Dün 1 saatte otomatik vitesli araba kullanmayı öğrendim tamamen, sadece İngiltere'ye gidip trafik kurallarını öğrenmem ve ordaki trafiğe alışmam kaldı ehliyet almam için. Otomatik vites gibi mega eğlenceli birşey varken insanlar neden manuel vites kullanıyor hala bilmiyorum.

Rachelle LeFevre yeni takıntım. Bilmeyenler için Twilight'daki Victoria oluyor kendisi. Önceki hayatımda celebrity stalker falandım bence ben, eminim. Ayrıca kızıllara tapıyorum.


Çeşme'ye gidiyorum birazdan, akşam Otto Alaçatı'da Crazy P'ye gidecek olan var mı? Alaçatı'yı, Çeşme'yi, İzmir'i seviyorum.

En straight, en tiki kızlar bile convert edilebiliyormuş ayrıca İzmir'de, öyle duydum ben :) Z'ye öpücük kocaman.
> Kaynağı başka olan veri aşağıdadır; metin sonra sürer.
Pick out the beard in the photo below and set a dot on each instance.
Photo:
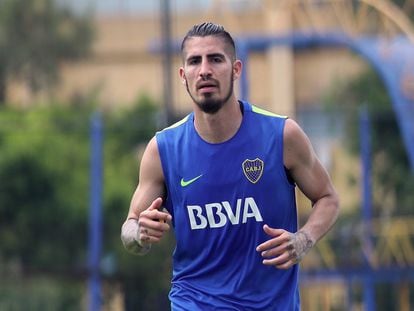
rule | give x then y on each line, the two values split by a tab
209	104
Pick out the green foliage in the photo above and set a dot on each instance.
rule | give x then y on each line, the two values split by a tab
392	176
44	196
35	36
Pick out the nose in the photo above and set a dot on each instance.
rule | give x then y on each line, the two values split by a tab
205	69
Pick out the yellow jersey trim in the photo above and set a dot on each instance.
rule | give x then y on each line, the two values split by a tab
178	123
265	112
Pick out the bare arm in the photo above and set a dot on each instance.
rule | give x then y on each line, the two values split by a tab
145	223
285	249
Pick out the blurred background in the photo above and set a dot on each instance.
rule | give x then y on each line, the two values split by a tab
84	84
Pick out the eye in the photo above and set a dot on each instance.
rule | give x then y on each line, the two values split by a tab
193	61
217	59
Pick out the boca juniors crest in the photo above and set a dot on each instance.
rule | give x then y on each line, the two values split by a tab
253	169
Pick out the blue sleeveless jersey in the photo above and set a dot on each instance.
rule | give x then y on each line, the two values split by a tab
220	196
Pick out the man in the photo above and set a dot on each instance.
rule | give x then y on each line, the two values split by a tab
226	175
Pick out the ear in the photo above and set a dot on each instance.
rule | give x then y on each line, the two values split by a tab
237	69
182	76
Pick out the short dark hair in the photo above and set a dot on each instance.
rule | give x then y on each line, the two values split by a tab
210	29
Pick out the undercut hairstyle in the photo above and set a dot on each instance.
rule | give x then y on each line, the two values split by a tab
211	29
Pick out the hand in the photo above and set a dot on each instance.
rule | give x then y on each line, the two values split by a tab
152	224
284	249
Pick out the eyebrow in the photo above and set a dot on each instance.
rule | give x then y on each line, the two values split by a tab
212	55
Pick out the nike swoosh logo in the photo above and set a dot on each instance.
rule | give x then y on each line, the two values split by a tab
185	183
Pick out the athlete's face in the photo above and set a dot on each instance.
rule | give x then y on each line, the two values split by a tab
208	72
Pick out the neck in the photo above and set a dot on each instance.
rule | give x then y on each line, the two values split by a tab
221	126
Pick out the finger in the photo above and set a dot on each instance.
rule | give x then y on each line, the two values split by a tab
275	251
283	261
156	204
279	238
273	232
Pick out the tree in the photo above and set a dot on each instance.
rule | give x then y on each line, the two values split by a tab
392	177
35	36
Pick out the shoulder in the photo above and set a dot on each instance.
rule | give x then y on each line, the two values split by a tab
297	146
176	126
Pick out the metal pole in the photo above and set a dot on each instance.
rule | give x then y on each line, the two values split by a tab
365	144
167	61
95	213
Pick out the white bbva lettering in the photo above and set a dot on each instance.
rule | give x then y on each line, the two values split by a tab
215	217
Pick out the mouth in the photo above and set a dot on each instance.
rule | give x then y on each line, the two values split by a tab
207	87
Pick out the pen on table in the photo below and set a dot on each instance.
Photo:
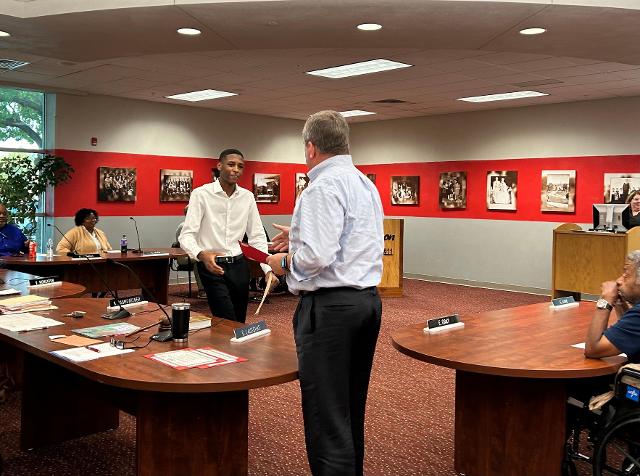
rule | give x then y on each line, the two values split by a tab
34	329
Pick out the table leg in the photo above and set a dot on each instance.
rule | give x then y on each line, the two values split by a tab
59	405
508	425
192	433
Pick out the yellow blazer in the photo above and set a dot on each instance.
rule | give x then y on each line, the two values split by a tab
82	242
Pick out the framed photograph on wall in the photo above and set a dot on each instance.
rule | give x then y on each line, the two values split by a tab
266	188
558	191
116	184
405	190
302	182
617	187
502	190
453	190
175	185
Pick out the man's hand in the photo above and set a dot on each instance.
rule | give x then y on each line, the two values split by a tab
609	291
274	262
281	240
209	260
274	280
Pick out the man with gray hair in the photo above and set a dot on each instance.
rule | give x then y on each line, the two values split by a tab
334	263
623	295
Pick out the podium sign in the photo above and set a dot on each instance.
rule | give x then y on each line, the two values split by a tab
391	282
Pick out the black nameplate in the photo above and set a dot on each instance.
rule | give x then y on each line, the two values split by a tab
250	329
39	281
125	301
562	301
442	321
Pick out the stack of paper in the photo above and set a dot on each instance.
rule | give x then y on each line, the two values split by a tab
92	352
30	302
26	322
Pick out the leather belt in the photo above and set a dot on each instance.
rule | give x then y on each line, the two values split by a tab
229	259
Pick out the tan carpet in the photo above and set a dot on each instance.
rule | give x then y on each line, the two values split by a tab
409	414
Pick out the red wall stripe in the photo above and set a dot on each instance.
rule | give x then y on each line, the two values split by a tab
82	190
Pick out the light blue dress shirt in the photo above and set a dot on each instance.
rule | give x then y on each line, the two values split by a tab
336	234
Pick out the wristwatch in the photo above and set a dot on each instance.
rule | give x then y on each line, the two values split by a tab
603	304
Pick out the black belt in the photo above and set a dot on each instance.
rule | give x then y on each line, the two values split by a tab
229	259
336	289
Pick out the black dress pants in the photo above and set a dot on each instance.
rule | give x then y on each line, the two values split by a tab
336	330
227	294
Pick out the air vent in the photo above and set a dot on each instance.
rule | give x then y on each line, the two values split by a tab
9	65
537	82
389	101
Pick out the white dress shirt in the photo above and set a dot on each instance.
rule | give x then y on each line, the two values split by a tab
336	234
216	222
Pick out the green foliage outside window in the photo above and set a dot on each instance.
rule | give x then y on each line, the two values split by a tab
22	116
23	180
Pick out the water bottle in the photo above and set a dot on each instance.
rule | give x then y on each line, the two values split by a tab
49	248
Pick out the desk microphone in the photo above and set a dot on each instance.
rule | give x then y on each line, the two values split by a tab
139	250
162	336
120	313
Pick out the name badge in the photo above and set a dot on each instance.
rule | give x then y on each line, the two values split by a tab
443	323
43	281
124	301
250	329
563	301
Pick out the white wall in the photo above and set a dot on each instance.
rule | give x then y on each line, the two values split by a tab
512	255
605	127
143	127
In this town all streets lead to sea
All girls and boys leave by A.M. 3
In this town all the rooftops glimmer

All the engines stop and you hear the silence of your lover
In this town we have no sympathy
We have no sympathy

Friday, 10 July 2009

dressed smart like a london bloke, before he speak his suit bespoke


La Roux'nun 26 Kasım Shepherd's Bush konserine bilet aldım az önce. Reading'de doğru düzgün izleyememe olasılığım yüzünden. Neyse, Fransa'daki iptal olan konserden sonra buna birşey olmaz umarım.

Quadrophenia'nın müzikaline de bilet aldım ayrıca bugün. İnsan nasıl İngiltere turnesi yapar ve Londra'ya uğramaz bilemiyorum. Gerçi Brighton'a gitmek için bahane olur. Tapıyorum Brighton'a, dünyada Paris'ten sonraki 2. favori şehrim kesinlikle, ama ne zaman gitsem birileriyle (arkadaş/sevgili) kavga ediyorum, moral bozucu şeyler geliyor başıma.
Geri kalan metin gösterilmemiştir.